Problems from IIT JEE

Problem (IIT JEE 2014): Kirchhoff's Law Two ideal batteries of emf $V_1$ and $V_2$ and three resistances $R_1$, $R_2$ and $R_3$ are connected as shown in the figure. The current in resistance $R_2$ would be zero if,

  1. $V_1=V_2$ and $R_1=R_2=R_3$
  2. $V_1=V_2$ and $R_1=2R_2=R_3$
  3. $V_1=2V_2$ and $2R_1=2R_2=R_3$
  4. $2V_1=V_2$ and $2R_1=R_2=R_3$

Solution: Kirchhoff's Law Let $i_1$ and $i_2$ be the current as shown in figure.

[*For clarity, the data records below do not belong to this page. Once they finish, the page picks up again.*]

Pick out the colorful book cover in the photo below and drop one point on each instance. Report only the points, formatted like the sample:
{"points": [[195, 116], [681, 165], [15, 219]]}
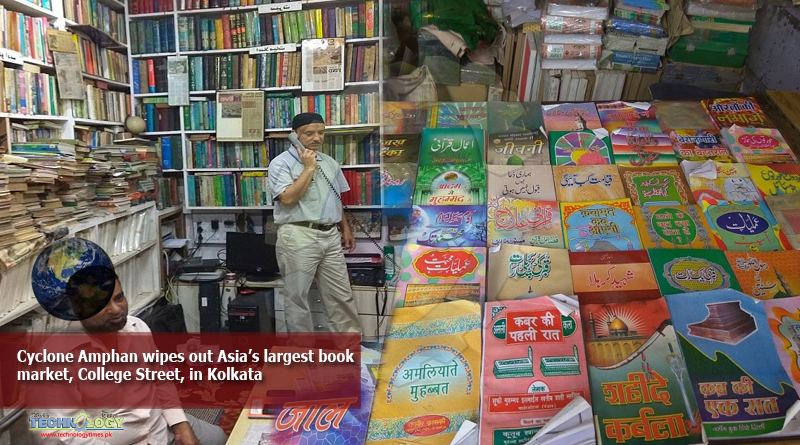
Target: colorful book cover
{"points": [[784, 323], [637, 148], [714, 182], [600, 226], [571, 117], [398, 222], [533, 182], [515, 134], [318, 422], [533, 366], [587, 183], [691, 270], [521, 221], [775, 179], [786, 210], [585, 147], [400, 148], [699, 145], [516, 270], [450, 146], [767, 275], [633, 115], [451, 185], [448, 226], [513, 117], [720, 333], [758, 145], [404, 117], [529, 147], [398, 182], [637, 374], [432, 275], [656, 186], [674, 227], [597, 275], [678, 114], [429, 381], [743, 111], [458, 115], [744, 227]]}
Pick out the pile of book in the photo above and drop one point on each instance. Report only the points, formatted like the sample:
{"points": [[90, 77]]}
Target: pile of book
{"points": [[635, 40], [721, 33]]}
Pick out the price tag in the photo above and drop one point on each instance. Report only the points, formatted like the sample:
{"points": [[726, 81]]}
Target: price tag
{"points": [[10, 56], [277, 8], [269, 49]]}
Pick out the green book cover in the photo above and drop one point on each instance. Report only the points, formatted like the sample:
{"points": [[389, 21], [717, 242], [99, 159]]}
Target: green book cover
{"points": [[680, 271], [451, 146]]}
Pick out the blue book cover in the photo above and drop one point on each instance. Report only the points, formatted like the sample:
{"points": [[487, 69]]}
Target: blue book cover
{"points": [[741, 388]]}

Apply Kirchhoff's law in the loop ABCDA and CEFDC to get, \begin{alignat}{2} \label{twb:eqn:1} & i_1R_1+(i_1-i_2)R_2=V_1,\\ \label{twb:eqn:2} & i_2R_3-(i_1-i_2)R_2=V_2. \end{alignat} Multiply first equation by $R_3$ and second equation by $R_1$ and then subtract to get current through $R_2$ as, \begin{alignat}{2} (i_1-i_2)=\frac{V_1 R_3-V_2 R_1}{R_1R_3+R_2R_3-R_1R_2}. \nonumber \end{alignat} The current through $R_2$ becomes zero when $V_1 R_3=V_2 R_1$. Thus, correct options are A, B, and D.